The capability of any model heavily depends on your use case! A smaller LLM fine tuned to your use case may perform better than a larger generic LLM.

However, within the same model family, smaller LLMs are less capable than their larger counterparts. For the same use case, you'd typically need to do more prompt engineering work when using a smaller LLM.

Screenshot of Chrome DevTools Network panel.
Gemma 2B's score less than Gemma 7B's score.
Source: HuggingFace Open LLM Leaderboard, April 2024

Download size

More parameters mean a larger download size, which also impacts whether a model, even if considered small, can be reasonably downloaded for on-device use cases.

While there are techniques to calculate a model's download size based on the number of parameters, this can be complex.

As of early 2024, model download sizes are rarely documented. So, for your on-device and in-browser use cases, we recommend you look at the download size empirically, in the Network panel of Chrome DevTools or with other browser developer tools.

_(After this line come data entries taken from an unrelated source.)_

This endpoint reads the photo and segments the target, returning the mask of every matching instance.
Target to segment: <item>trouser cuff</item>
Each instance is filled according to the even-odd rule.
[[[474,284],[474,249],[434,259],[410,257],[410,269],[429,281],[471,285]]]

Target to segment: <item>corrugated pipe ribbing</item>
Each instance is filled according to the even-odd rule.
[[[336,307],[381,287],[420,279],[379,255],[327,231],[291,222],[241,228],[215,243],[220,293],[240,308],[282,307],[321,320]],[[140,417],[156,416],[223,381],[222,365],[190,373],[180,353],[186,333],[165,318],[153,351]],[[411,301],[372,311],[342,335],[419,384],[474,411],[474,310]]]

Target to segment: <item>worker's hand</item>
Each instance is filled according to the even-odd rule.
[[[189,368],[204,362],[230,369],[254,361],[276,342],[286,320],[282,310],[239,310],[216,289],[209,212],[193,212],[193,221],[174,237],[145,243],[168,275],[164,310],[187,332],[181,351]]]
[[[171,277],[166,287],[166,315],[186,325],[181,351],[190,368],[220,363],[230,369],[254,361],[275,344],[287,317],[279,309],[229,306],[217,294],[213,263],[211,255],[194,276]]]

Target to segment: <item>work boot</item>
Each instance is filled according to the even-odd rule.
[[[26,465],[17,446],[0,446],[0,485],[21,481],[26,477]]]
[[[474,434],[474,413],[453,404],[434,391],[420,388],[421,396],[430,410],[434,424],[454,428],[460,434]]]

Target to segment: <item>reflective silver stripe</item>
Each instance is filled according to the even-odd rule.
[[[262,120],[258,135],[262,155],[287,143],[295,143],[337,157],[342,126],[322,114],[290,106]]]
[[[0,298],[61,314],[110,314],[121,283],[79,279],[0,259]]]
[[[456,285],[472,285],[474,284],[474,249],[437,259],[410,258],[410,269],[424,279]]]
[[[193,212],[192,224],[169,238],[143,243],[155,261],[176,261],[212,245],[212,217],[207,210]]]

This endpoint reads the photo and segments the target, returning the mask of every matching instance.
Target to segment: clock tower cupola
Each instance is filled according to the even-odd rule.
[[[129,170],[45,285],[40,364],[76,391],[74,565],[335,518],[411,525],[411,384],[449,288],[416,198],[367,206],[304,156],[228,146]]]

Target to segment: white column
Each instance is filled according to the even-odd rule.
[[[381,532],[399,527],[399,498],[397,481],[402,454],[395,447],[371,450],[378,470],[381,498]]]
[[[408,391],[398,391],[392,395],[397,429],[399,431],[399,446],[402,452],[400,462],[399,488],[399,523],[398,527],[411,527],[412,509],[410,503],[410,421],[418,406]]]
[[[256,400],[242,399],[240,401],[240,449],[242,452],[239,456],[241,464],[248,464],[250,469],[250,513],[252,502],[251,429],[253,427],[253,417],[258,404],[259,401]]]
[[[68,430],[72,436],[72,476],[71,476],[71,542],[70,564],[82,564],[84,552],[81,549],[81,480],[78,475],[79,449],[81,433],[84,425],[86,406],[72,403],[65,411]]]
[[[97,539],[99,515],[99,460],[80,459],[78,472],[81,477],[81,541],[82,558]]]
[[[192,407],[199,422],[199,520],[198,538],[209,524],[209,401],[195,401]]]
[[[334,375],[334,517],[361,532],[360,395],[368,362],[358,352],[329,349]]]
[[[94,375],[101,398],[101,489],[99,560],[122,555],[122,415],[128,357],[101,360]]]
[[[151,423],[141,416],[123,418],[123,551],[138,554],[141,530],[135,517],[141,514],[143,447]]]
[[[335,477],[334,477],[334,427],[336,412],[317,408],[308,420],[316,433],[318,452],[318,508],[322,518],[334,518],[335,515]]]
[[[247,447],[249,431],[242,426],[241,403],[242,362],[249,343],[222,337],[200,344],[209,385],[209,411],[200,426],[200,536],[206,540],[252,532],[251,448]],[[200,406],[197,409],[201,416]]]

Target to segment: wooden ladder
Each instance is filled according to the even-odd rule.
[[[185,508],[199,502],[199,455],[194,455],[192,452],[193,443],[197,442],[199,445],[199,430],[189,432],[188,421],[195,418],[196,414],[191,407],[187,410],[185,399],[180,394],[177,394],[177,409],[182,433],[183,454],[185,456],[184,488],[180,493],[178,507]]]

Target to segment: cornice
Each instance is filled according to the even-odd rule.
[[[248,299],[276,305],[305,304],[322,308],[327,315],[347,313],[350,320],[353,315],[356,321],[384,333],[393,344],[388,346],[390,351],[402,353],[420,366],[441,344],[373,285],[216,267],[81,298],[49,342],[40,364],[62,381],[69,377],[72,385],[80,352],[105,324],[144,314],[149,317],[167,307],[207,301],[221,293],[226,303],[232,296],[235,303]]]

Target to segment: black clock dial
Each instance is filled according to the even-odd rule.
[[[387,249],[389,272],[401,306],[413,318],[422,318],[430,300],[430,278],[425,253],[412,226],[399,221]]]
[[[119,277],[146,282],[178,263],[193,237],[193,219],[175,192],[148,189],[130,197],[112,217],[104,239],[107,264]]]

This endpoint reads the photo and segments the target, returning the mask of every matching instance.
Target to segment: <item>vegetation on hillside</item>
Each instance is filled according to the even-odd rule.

Screenshot of Chrome DevTools Network panel.
In the Chrome DevTools Network panel, Gemma 2B and DistilBERT for in-browser, on-device inference in a web application. Download sizes are respectively 1.3GB and 67MB.

Gemma is used with the MediaPipe LLM Inference API. DistilBERT is used with Transformers.js.

Model shrinking techniques

Multiple techniques exist to significantly reduce a model's memory requirements:

  • LoRA (Low-Rank Adaptation): Fine tuning technique where the pre-trained weights are frozen. Read more on LoRA.
  • Pruning: Removing less important weights from the model to reduce its size.
  • Quantization: Reducing the precision of weights from floating-point numbers (such as, 32-bit) to lower-bit representations (such as, 8-bit).
  • Knowledge distillation: Training a smaller model to mimic the behavior of a larger, pre-trained model.
  • Parameter sharing: Using the same weights for multiple parts of the model, reducing the total number of unique parameters.